Fumitory
(Fumaria officinalis)
Also called: Earth smoke, Horned poppy, Wax dolls.
Description: This herb grows freely in waste
places and often in cornfields. It is a slender, straggling plant with divided
leaves of a bluish-green colour. Many pink flowers in short spikes grow on
a common erect stalk.
Medicinal uses: This herb contains fumaric acid which is so useful
in chronic skin eruptions with scabs, and pimples on the face and also for
freckles. It helps to clear the skin of many troubles.
Culpeper said: 'The juice of Fumitory and docks mingled with vinegar,
and the places gently washed or wet therewith, cures all sorts of scabs, pimples,
blotches, wheals and pushes which rise on the face or hands or any other part
of the body'.
Gerard said: 'It helpeth in the summer time those that are troubled with scabs'.
Part used: The herb.
Directions for use: 1 pint of boiling water should be poured
on to 1 oz. of the herb and when cold and strained a wineglassful should be
taken three times daily, and more often in bad cases.
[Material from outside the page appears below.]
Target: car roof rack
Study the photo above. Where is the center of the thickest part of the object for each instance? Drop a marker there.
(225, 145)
Fumitory is named from the Latin fumus, earth smoke, which refers either to the appearance of it's lovely foliage or to the belief that it was produced, not from seed, but from vapours rising out of the earth. Pliny said: 'Just as smoke causes the eyes to water so also does fumitory, when applied to them, and hence its name'.
The name 'Wax dolls' is because of the rose-coloured flowers with the little dark purple heads which look very like the wax dolls of old.